A primeira deslocação oficial do Presidente da República de Portugal, Cavaco Silva, no segundo mandato será um périplo pela Ásia, com deslocações a Timor-Leste, Indonésia e Tailândia.
No contexto da Lusofonia, folgo em saber que Cavaco Silva visita um país em que os seus dirigentes foram eleitos. Quererá isso dizer alguma coisa? Não. Com certeza que não. Portugal tem outras preocupações bem mais petrolíferas.
Espero, contudo, que Cavaco Silva não se esqueça de voltar Angola, sobretudo para felicitar o único Estado da CPLP - Comunidade dos Países de Língua Portuguesa, à qual Luanda preside, que têm há 32 anos o mesmo presidente e que nunca foi eleito. Isto para além de ser (des)governado pelo mesmo partido, o MPLA, desde 1975.
Que importa que Angola seja de facto, que não formalmente, uma ditadura? Sim, o que é que isso importa tanto para o regime socialista português como para uma Presidência supostamente social-democrata?
A única coisa que conta nas ocidentais praias lusitanas é o petróleo, que é um bem muito – mas muito - superior aos direitos humanos, à democracia, à liberdade, à cidadania.
Reconheça-se, contudo, que a hipocrisia não é uma característica específica de Portugal, se bem que no reino socialista de José Sócrates tenha alguns dos seus mais latos expotentes.
A hipocrisia internacional é também (in)digna de registo que, por exemplo, a própria UNESCO projectou atribuir um prémio patrocinado pelo Presidente da Guiné-Equatorial, Teodoro Obiang Nguema, mais um dos grandes ditadores da actualidade.

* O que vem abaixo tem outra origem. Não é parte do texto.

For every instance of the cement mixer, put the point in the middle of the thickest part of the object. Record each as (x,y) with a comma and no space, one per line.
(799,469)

Vê-se, por aqui, que a própria agência das Nações Unidas para a educação, a ciência e a cultura chegou a equacionar dar cobertura a um dos mais infames ditadores mundiais, apesar de só estar no poder há... 31 anos. Mas tem petróleo, acrescente-se.
E como Angola tem petróleo (grande parte roubado na sua colónia de Cabinda), ninguém se atreve a perguntar a José Sócrates e a Cavaco Silva se acham que Angola respeita os direitos humanos, ou se é possível que a presidência da CPLP seja ocupada por um país cujo presidente está no poder há 32 anos, sem ter sido eleito.
Reconheça-se, contudo, que tomando como exemplo Angola, a Guiné-Equatorial (que agora até preside à União Africana) preenche todas as regras para ser um país amigo íntimo de Portugal, tal como foi a Tunísia, o Egipto ou a Líbia.
Cavaco Silva, como não poderia deixar de ser, não vê o que se passa mas amplia o que gostava que se passasse. Vai daí não se cansa (embora sem a mesma efusividade de José Sócrates) de enaltecer os méritos do regime angolano.
É claro que em Angola, tal como nos restantes países da Lusofonia, existem muitos seres humanos que continuam a ser gerados com fome, nascem com fome e morrem, pouco depois, com fome. Mas, é claro, morrem em... português... o que significa um êxito também para Portugal.
Cavaco Silva, tal como José Sócrates, tem razão. O importante é mesmo os famintos e miseráveis da Lusofonia saberem dizer, em bom português, “não conseguimos viver sem comer”. Continuarão, como até aqui, sem comida, sem medicamentos, sem aulas, sem casas, mas as organizações internacionais vão perceber o que eles dizem.
Tal como perceberam que Portugal transferiu a presidência da CPLP, com todo o brilhantismo e à volta de uma mesa farta, para um país que, por exemplo, mantém forte presença militar e policial na sua colónia de Cabinda, que não respeita os direitos humanos e que é dos mais corruptos do mundo.
Mas o que é que isso importa? O importante é que Angola fala português, com ou sem acordo ortográfico, tem petróleo que nunca mais acaba (embora a partir de uma colónia) e, mais importante do que tudo, está em vias de resolver os problemas económicos de Portugal.
Problemas que acabarão quando a Oferta Pública de Aquisição, parcial ou total, lançada pelo regime do MPLA sobre Portugal se concretizar.
Mas, se a Tunísia, tal como a Argélia, o Egipto, a Líbia, a Venezuela ou a China, podem ser os grandes parceiros do socialismo lusitano, porque carga de chuva não se poderá dar o mesmo estatuto a Angola?
Recordam-se que, no dia 6 de Maio de 2008, o músico e activista Bob Geldof afirmou, em Lisboa, que Angola é um país "gerido por criminosos"? Ele disse, mas nem Cavaco nem Sócrates ouviram.
E não ouviram porque as verdades são duras e o capataz do reino angolano, Eduardo dos Santos, não iria gostar que eles dissessem que ouviram.